Am running leopard on a serval G4's in my classrom 

And Also At Home its On My Mini Sytem And iBook G4.


----------



## Macinguelph (Oct 27, 2007)

CDN420 said:


> Hello All,
> 
> first let me thank anyone for their help in advance
> 
> ...


Hi CDN420 - quite the name by the way. First of all, well get one thing that will bug members of this forum a lot: Mac is spelled capital M and small ac, not MAC as in MAC address.

Secondly, the reason that your MacBook DVD will not install Leopard on your iMac is because the disc (Grey in colour I assume) is your system restore/install disc designed specifically for your MacBook and nothing else. In order to install Leopard on the iMac, you will need a retail OS X 10.5 install disc - MSRP $129.00 at finer Apple retailers or online. 

Thirdly, before you buy a retail disc, make sure that your iMac is 867 Mhz or above to be able to install Leopard as this is not a recommendation, it is a pre-conditioned check before installation can happen (there are work arounds I know, but for most it applies.) If Leopard is not an option, OS X 10.4 Tiger is an excellent step up for that machine.

Hope this helps.


----------



## CDN420 (Jan 13, 2009)

Macinguelph said:


> Hi CDN420 - quite the name by the way. First of all, well get one thing that will bug members of this forum a lot: Mac is spelled capital M and small ac, not MAC as in MAC address.
> 
> Secondly, the reason that your MacBook DVD will not install Leopard on your iMac is because the disc (Grey in colour I assume) is your system restore/install disc designed specifically for your MacBook and nothing else. In order to install Leopard on the iMac, you will need a retail OS X 10.5 install disc - MSRP $129.00 at finer Apple retailers or online.
> 
> ...


Thanks for the help. and your recommendation, i assume you buy a retail disc of panther as well? and yes your right my leopard disc is grey.

Yeah i had that name since university and i use it on many message board site's and it kinda stuck as many of my peeps know me by that name.... now that i am older i still like it for nostalgia... being from Nova Scotia it is quite fitting.

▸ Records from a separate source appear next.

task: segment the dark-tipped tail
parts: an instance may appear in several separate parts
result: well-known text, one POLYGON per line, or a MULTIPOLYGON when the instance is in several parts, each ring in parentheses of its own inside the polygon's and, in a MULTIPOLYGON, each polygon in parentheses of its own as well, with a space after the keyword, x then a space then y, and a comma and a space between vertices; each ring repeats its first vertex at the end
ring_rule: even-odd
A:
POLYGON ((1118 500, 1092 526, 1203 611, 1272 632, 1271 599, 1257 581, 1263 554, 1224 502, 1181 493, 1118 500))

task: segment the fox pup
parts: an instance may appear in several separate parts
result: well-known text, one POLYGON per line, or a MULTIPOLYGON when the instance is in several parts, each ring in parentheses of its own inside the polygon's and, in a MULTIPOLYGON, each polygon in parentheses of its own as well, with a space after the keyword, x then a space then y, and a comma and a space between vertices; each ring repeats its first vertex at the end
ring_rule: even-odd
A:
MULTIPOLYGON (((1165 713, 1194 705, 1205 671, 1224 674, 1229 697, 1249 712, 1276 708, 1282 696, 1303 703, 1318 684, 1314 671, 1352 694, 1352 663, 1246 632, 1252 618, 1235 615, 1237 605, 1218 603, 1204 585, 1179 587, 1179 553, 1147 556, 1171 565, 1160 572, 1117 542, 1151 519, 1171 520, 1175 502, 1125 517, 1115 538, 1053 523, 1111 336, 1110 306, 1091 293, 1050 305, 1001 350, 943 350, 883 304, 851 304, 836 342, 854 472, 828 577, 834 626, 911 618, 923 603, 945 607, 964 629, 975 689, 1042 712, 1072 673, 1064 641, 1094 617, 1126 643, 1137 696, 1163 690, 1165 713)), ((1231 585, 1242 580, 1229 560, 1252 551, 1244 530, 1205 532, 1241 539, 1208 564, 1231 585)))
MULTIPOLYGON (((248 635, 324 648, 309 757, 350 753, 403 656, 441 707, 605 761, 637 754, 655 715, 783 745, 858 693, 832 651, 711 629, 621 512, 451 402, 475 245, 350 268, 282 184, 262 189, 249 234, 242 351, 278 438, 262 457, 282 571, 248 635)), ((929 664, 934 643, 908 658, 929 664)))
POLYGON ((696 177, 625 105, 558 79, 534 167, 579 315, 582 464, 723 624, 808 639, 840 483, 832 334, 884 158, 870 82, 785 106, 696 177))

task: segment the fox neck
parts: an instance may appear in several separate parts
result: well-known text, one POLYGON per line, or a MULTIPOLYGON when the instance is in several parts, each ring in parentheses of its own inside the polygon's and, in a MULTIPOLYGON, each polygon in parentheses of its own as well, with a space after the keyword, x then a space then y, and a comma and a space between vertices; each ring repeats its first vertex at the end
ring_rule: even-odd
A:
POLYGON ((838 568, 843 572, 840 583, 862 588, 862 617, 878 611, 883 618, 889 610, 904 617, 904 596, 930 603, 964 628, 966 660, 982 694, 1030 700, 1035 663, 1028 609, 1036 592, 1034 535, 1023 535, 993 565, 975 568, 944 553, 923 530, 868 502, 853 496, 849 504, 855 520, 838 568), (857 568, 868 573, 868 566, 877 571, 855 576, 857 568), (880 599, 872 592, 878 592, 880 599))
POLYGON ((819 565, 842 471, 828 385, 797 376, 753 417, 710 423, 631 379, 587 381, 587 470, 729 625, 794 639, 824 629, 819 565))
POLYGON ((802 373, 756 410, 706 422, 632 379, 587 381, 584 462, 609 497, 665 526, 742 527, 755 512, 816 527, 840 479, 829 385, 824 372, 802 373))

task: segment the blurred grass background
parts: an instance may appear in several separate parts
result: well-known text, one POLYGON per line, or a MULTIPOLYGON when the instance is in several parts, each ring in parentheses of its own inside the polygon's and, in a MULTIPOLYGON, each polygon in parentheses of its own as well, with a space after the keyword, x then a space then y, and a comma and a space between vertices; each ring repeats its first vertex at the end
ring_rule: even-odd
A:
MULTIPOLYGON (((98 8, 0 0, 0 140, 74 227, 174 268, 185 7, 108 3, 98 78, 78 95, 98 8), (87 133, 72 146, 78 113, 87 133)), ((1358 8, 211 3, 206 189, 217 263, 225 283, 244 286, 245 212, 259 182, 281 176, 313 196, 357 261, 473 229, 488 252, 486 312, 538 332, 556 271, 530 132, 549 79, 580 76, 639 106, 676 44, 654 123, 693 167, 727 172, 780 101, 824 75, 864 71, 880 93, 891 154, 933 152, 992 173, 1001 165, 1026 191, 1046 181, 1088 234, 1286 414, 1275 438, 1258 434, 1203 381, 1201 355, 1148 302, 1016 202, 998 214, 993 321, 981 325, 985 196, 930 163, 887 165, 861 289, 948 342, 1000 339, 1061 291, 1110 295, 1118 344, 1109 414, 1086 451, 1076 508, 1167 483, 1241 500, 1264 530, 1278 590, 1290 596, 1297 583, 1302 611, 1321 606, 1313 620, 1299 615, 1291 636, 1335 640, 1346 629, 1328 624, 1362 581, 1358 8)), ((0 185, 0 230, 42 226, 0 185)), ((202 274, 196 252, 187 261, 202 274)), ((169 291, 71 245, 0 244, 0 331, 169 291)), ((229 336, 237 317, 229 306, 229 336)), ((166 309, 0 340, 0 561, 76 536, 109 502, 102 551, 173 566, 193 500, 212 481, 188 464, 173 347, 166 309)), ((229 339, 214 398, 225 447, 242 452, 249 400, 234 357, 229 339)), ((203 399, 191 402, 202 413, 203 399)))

and thanks for the tip on Mac item i did not know that it was one of those annoying terms for the Mac Faithfuls... as i said i am new, i look forward to reading and catching up with the rest of you on using my Mac


----------



## Macinguelph (Oct 27, 2007)

You're welcome, and welcome to ehMac. It's an interesting place full of a lot of good people and good info. Glad you're enjoying your MacBook, I've enjoyed mine more than I thought I would actually - first laptop and all. 

The iMac you have is not terribly current by today's standards, but should be useful as all older Macs are for some time to come. That particular model is a bit of a collectors item commonly dubbed the "lampshade iMac" because it looks a bit like the Pixar lamp. It won a lot of fans due to its industrial design. Another cool website with excellent info is
Low End Mac: The Mac Experience
Lots of articles for running less than new hardware and software.


----------